Une profession au cœur de la capacité aérienne de la Douane
Le contrôleur de maintenance aéronautique est rarement visible du grand public.
Pourtant, sans maintenance efficace :
- un avion ne peut pas décoller ;
- un hélicoptère peut être immobilisé ;
- une mission peut être retardée ou annulée ;
- la capacité de surveillance peut être réduite.
Son activité conditionne donc directement la capacité de la Douane à utiliser sa flotte aérienne.
La fonction associe ainsi :
expertise technique + sécurité aéronautique + disponibilité opérationnelle + service public.
À retenir
Le contrôleur de maintenance aéronautique des douanes est un fonctionnaire de catégorie B, appartenant à la branche surveillance de la DGDDI.
Il exerce comme personnel technique non navigant et assure principalement le maintien en condition opérationnelle des avions et hélicoptères de la Douane.
Les principales spécialités documentées sont :
- système cellule avion ;
- système cellule hélicoptère ;
- système avionique.
Ses missions comprennent notamment :
- l’entretien ;
- le diagnostic ;
- la réparation ;
- le dépannage ;
- l’installation de certains équipements ;
- le suivi des pièces détachées ;
- la logistique technique ;
- la contribution au maintien de la navigabilité.
La chaîne de maintenance aéronautique de la Douane s’appuie notamment sur l’OGMN au Havre et la Base centrale de maintenance aéronautique à Bordeaux-Mérignac.

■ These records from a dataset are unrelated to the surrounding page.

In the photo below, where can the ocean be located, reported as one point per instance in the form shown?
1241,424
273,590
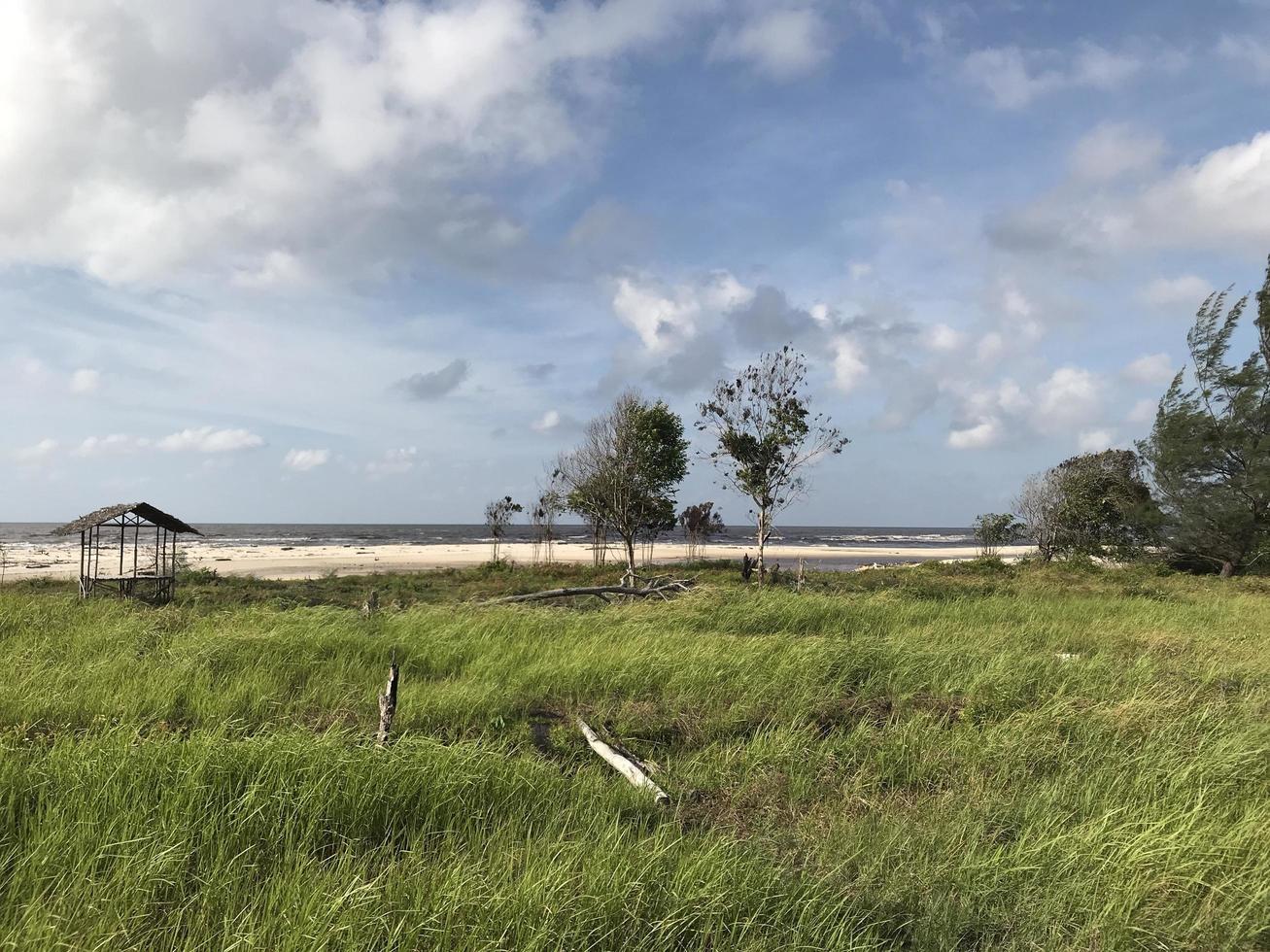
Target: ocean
934,537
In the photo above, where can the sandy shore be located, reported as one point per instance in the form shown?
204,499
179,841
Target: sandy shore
60,560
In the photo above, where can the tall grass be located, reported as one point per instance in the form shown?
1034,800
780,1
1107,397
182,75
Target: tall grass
935,760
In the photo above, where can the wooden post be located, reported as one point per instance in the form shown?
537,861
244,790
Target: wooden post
388,704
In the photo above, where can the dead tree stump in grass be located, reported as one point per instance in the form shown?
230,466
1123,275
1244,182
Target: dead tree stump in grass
388,706
624,765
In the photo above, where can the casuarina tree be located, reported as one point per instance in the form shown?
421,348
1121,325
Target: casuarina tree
498,517
766,437
1209,450
625,472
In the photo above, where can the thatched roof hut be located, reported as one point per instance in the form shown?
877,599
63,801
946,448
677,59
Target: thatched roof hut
143,569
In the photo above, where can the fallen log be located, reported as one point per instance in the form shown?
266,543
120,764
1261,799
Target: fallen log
625,766
603,592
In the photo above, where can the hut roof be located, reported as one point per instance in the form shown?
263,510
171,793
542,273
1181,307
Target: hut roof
144,509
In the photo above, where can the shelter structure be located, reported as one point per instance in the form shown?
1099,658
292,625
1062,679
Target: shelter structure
128,551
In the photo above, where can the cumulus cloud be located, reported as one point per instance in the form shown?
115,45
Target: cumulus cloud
394,462
434,385
202,439
1068,398
1014,77
1142,412
1221,201
1113,150
538,372
983,434
38,452
1186,290
206,439
291,137
781,44
666,318
305,459
1150,368
1250,52
86,381
1095,441
546,423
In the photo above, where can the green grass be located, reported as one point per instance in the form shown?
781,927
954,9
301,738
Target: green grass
960,757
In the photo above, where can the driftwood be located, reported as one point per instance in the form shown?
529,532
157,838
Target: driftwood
624,765
661,587
388,706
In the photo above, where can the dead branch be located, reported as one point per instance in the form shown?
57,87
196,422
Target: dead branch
662,589
624,765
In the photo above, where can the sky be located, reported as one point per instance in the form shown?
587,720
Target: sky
315,260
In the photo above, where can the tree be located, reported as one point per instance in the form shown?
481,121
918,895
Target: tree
1038,504
542,514
1209,450
768,435
498,517
700,522
624,475
992,530
1093,504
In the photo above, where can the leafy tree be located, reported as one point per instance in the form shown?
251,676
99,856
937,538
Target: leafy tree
700,522
624,474
768,435
498,517
995,529
1038,507
1093,504
1209,450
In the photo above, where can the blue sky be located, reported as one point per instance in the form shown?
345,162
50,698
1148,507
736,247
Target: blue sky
334,261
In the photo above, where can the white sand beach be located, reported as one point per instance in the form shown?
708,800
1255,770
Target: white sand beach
60,560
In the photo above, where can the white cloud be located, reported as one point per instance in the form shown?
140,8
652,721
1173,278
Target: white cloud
38,452
1095,441
1068,398
546,423
667,318
289,139
848,364
943,338
782,44
203,439
305,459
1142,412
991,347
1248,51
86,381
981,435
1113,150
112,443
1186,290
1221,201
206,439
394,462
1013,77
1150,368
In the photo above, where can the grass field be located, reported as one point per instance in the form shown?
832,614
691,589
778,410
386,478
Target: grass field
948,757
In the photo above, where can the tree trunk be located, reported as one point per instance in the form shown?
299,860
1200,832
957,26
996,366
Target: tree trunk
630,558
762,545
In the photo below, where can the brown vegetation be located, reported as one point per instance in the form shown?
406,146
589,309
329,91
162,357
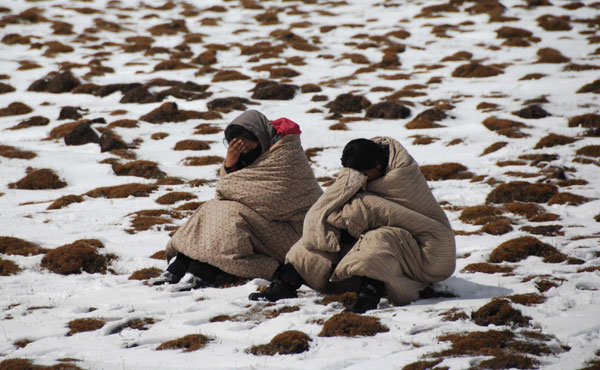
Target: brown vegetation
83,325
351,325
189,343
288,342
122,191
41,179
515,250
77,257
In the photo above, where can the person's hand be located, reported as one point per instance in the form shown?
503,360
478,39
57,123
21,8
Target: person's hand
234,150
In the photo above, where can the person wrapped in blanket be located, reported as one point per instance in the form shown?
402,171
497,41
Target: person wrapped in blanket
265,188
378,222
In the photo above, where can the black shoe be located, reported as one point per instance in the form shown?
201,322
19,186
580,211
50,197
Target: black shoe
369,294
165,278
277,290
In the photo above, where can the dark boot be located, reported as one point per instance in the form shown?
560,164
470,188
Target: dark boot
369,294
286,281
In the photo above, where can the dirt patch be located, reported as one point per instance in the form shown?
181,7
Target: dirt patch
505,127
55,82
8,268
567,198
169,112
549,55
174,197
476,70
65,201
145,274
15,109
41,179
77,257
8,151
272,90
83,325
191,144
522,191
16,246
445,171
122,191
145,169
499,312
351,325
288,342
487,268
551,140
518,249
388,110
189,343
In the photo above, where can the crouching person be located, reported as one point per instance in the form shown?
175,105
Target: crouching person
379,221
266,186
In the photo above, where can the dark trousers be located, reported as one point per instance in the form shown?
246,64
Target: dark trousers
203,270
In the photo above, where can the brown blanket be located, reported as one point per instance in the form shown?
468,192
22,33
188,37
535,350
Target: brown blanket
404,237
256,215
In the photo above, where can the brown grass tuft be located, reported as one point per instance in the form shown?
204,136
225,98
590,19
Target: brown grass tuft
122,191
8,268
499,312
189,343
77,257
174,197
15,246
505,127
515,250
288,342
145,274
351,325
567,198
8,151
83,325
487,268
522,191
445,171
64,201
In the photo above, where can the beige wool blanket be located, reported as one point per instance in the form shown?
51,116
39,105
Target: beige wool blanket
256,215
404,236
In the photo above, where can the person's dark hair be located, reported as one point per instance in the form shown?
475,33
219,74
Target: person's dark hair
233,131
363,154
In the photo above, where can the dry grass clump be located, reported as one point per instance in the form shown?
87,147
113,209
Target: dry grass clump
348,324
345,299
174,197
499,312
515,250
41,179
528,299
487,268
203,161
82,325
8,151
145,169
8,268
522,191
445,171
286,343
189,343
145,274
64,201
135,324
505,127
122,191
15,246
77,257
551,140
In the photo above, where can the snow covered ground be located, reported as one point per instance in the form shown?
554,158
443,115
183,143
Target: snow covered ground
380,50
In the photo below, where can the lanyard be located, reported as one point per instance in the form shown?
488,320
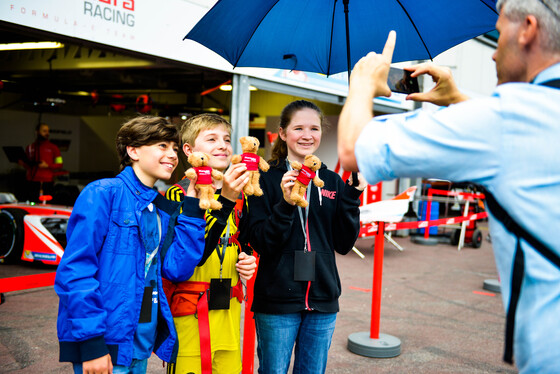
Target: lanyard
304,224
224,241
150,256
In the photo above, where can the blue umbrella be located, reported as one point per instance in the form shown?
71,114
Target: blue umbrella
329,36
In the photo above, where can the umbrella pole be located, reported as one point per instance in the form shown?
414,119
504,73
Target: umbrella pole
349,64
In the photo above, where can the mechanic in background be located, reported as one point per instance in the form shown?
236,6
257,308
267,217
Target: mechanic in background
43,161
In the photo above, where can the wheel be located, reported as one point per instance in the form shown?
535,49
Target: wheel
11,234
477,238
455,237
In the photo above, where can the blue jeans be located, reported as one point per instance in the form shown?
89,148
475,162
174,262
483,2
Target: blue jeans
311,332
137,367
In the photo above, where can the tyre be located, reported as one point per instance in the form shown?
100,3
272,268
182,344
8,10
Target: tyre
477,239
11,234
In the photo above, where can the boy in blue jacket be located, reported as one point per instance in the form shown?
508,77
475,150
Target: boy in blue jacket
122,237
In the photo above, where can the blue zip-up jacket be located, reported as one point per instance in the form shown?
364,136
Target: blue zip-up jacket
100,279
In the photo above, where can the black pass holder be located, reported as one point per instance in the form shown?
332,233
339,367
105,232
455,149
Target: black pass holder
304,266
219,293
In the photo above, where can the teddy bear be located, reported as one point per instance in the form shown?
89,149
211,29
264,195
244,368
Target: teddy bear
249,146
204,174
311,164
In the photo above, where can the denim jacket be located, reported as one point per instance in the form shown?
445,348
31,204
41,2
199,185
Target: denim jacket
100,279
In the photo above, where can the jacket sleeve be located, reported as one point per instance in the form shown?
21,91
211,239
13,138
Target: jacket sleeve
347,222
186,250
76,283
270,218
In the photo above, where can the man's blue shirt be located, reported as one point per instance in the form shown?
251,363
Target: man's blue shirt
509,143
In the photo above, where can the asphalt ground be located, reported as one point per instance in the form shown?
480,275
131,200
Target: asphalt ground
432,300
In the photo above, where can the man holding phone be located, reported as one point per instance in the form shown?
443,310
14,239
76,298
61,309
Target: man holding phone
507,143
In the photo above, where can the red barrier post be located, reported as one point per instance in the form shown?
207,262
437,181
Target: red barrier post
377,276
248,355
428,214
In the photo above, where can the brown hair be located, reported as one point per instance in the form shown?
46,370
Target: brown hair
280,149
205,121
143,130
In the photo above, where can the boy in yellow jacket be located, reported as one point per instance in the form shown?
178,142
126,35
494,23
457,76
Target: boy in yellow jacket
207,307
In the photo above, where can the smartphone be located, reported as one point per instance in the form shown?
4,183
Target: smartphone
399,80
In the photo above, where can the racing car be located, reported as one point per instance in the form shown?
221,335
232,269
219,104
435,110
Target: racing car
32,232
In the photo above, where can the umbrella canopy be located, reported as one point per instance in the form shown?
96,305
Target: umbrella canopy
310,35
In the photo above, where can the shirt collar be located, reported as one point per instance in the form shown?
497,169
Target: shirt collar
552,72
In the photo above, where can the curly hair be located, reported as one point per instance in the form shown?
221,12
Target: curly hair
143,130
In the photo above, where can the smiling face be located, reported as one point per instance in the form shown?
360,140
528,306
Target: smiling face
217,143
153,162
303,134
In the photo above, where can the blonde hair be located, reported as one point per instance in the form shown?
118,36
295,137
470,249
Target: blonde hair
192,127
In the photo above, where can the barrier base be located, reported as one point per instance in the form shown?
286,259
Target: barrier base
492,285
419,239
384,347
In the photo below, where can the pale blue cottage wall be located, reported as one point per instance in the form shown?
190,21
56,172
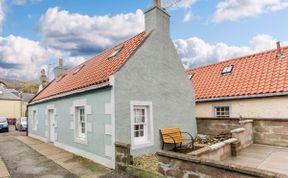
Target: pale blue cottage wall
155,74
98,141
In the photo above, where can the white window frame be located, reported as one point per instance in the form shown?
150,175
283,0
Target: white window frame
148,138
78,123
223,106
34,119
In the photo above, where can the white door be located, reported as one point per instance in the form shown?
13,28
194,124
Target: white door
51,119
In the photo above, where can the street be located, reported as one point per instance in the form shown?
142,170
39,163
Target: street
23,162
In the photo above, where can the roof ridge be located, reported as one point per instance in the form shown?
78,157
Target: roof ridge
236,58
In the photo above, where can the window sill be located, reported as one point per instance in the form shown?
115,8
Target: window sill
136,146
82,141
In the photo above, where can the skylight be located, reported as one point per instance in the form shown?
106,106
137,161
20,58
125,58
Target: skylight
227,69
78,69
190,76
115,51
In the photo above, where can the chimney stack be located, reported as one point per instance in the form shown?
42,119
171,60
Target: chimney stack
157,3
279,54
278,47
43,80
157,19
59,70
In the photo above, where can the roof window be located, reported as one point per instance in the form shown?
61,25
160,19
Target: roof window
78,69
191,76
227,69
115,51
61,77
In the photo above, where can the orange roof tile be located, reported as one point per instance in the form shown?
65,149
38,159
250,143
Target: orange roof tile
260,73
95,71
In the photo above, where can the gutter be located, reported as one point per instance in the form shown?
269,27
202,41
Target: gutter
101,85
243,97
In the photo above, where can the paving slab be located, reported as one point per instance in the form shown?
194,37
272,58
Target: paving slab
75,164
265,157
4,173
23,162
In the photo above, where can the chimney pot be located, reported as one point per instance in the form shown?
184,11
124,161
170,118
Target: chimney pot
157,3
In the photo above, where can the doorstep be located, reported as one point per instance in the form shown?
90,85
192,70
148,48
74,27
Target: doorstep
75,164
4,173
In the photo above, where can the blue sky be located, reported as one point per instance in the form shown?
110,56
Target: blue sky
37,32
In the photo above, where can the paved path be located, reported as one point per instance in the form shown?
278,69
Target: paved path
23,162
270,158
77,165
3,170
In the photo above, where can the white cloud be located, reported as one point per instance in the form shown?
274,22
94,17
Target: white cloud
23,2
232,10
187,16
82,33
195,51
19,57
2,13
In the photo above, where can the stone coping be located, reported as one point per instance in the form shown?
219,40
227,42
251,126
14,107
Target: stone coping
123,145
212,147
241,119
238,130
217,164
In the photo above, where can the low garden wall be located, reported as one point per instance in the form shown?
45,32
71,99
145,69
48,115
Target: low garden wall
180,165
215,126
271,131
265,130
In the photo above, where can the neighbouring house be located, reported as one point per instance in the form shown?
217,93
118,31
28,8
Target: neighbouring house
124,94
253,86
10,103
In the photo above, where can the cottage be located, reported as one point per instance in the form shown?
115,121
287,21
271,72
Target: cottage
125,94
253,86
10,103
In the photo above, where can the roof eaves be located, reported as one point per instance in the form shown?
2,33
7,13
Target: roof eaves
233,59
81,90
242,97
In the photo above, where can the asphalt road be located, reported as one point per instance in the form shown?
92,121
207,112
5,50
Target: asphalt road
23,162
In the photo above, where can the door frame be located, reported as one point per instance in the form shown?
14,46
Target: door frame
51,118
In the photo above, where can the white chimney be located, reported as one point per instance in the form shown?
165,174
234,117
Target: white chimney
279,53
157,18
59,70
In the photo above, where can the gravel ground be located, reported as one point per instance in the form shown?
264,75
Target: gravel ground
118,174
149,162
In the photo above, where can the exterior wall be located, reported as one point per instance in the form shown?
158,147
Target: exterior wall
154,74
271,132
182,166
269,107
10,109
99,145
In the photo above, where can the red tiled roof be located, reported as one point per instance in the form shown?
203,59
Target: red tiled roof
261,73
95,71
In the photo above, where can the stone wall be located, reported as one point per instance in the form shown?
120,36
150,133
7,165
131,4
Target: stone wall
218,151
180,165
244,134
215,126
265,130
271,131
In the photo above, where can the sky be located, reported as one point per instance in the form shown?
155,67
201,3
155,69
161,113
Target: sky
34,34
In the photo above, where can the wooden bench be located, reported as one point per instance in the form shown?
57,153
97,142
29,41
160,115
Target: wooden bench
174,136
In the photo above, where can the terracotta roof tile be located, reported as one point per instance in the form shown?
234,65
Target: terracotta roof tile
259,73
95,71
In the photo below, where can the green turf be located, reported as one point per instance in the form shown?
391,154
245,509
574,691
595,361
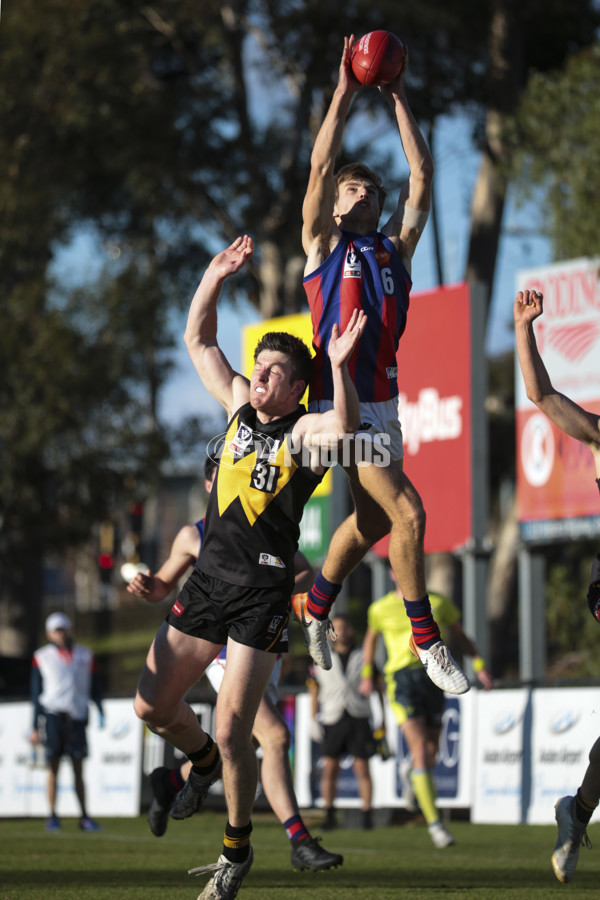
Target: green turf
125,862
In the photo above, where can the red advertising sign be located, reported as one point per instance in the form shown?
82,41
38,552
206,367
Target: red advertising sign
434,376
556,494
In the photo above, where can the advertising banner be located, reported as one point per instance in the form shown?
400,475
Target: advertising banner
453,772
112,771
556,495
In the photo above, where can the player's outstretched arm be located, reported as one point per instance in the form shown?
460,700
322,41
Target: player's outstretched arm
317,209
564,412
226,385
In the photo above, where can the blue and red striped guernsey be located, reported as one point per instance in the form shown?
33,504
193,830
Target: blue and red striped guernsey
364,271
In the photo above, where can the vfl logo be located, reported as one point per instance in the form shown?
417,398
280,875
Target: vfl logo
574,341
273,627
265,559
537,450
352,265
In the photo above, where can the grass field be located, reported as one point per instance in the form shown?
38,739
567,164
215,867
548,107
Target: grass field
125,862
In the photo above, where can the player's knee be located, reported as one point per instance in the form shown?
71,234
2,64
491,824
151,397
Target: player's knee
232,737
277,739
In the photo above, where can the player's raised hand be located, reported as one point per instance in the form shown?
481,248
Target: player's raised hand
528,306
234,257
342,345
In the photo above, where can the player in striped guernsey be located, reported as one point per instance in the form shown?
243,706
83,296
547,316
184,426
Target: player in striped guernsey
572,813
352,265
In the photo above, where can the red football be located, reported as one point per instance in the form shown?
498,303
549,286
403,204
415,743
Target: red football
377,57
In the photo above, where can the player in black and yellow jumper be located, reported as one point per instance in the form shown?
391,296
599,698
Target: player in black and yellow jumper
239,593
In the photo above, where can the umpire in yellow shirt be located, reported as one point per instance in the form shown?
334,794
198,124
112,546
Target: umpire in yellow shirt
417,702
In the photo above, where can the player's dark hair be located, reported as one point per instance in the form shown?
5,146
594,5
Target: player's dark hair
296,351
363,173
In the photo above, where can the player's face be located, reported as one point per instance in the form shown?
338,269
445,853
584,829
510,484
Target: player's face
271,388
357,201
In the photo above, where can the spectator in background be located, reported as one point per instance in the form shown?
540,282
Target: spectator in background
341,720
415,700
63,682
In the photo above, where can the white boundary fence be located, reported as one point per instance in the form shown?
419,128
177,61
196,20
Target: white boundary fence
506,755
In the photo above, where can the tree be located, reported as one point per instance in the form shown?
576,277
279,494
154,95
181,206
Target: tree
556,141
149,126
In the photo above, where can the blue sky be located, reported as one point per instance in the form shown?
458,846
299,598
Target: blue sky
456,169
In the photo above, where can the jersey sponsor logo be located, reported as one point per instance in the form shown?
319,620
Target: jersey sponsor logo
177,609
352,264
265,559
274,625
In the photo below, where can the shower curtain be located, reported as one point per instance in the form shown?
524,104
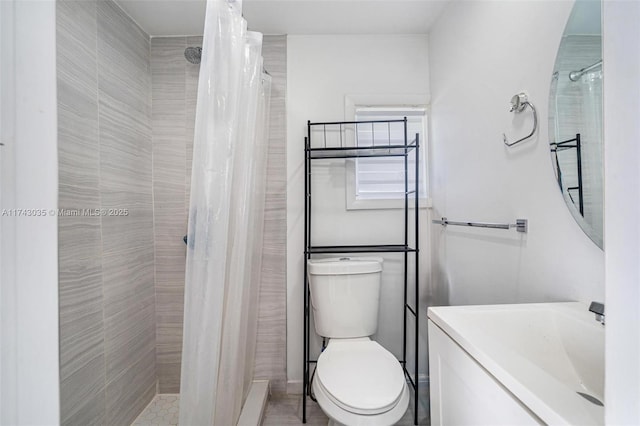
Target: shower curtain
226,216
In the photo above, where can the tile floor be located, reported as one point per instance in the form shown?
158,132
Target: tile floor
287,410
161,411
281,411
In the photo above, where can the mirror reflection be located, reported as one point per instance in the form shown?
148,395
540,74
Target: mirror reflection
575,117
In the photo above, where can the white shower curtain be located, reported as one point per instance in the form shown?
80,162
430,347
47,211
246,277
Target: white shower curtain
225,220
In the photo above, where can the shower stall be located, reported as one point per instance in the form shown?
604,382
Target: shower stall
127,134
226,217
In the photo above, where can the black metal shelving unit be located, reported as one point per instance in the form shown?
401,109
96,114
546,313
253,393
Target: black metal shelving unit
344,147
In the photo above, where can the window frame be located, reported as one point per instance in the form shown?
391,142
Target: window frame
352,104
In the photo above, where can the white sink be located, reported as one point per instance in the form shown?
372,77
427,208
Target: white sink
545,354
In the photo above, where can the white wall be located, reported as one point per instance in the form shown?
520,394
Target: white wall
622,209
321,71
481,54
29,390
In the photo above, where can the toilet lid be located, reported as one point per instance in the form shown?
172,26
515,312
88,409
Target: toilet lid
360,376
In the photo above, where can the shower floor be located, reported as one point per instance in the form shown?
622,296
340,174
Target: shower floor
161,411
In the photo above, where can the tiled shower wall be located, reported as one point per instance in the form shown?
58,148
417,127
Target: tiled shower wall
106,262
174,91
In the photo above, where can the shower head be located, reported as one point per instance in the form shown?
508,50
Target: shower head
193,54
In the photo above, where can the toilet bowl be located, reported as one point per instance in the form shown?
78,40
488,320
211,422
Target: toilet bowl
358,382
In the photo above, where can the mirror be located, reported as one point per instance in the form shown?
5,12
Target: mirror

Les concours spécialisés ne sont pas nécessairement organisés chaque année. Lorsqu’un concours est ouvert, des qualifications aéronautiques particulières peuvent être exigées, notamment un diplôme technique adapté et, selon les fiches actuellement publiées, une licence PART-66 ou équivalente en cours de validité.
Après recrutement, les fiches professionnelles prévoient une formation d’environ un an, dont environ quatre mois à l’École nationale des douanes de La Rochelle, suivis de qualifications et formations techniques.
Informations et recrutement
Les recrutements spécialisés en maintenance aéronautique sont publiés par la Direction générale des douanes et droits indirects lorsqu’un besoin est ouvert.
Le calendrier général des concours 2026 publié par la Douane comprend plusieurs recrutements de contrôleurs et des concours aéronautiques pour les pilotes, mais ne fait pas apparaître de concours externe spécifique de contrôleur de maintenance aéronautique dans la programmation générale actuellement publiée.
Il convient donc de surveiller régulièrement :
- le portail officiel de recrutement de la Douane ;
- le calendrier des concours ;
- les recrutements par spécialité ;
- les avis spécifiques publiés par la DGDDI.
Les candidats intéressés par la maintenance aéronautique doivent également conserver à jour leurs qualifications professionnelles et vérifier, pour chaque session, les conditions exactes relatives :
- au diplôme ;
- à la licence aéronautique ;
- à la spécialité ;
- aux épreuves ;
- à l’aptitude ;
- aux postes proposés.
Sources et références
Sources institutionnelles principales :
- Direction générale des douanes et droits indirects – Contrôleur de maintenance aéronautique : système cellule avion ou système cellule hélicoptère ;
- Direction générale des douanes et droits indirects – Contrôleur de maintenance aéronautique : système avionique ;
- Direction générale des douanes et droits indirects – Mécaniciens des douanes ;
- Direction générale des douanes et droits indirects – Direction nationale garde-côtes des douanes ;
- Direction générale des douanes et droits indirects – Base centrale de maintenance aéronautique de la Douane ;
- Direction générale des douanes et droits indirects – Convention relative au maintien en condition opérationnelle des aéronefs de la DNGCD avec la Direction de la maintenance aéronautique ;
- Direction générale des douanes et droits indirects – Contrôleur des douanes, catégorie B ;
- Direction générale des douanes et droits indirects – Calendrier prévisionnel des concours de la Douane française.
Les conditions de recrutement, diplômes et licences exigés, spécialités ouvertes, modalités des concours, affectations, formations, équipements et rémunérations peuvent évoluer. Il convient de consulter l’avis officiel correspondant à la session de recrutement concernée avant toute candidature.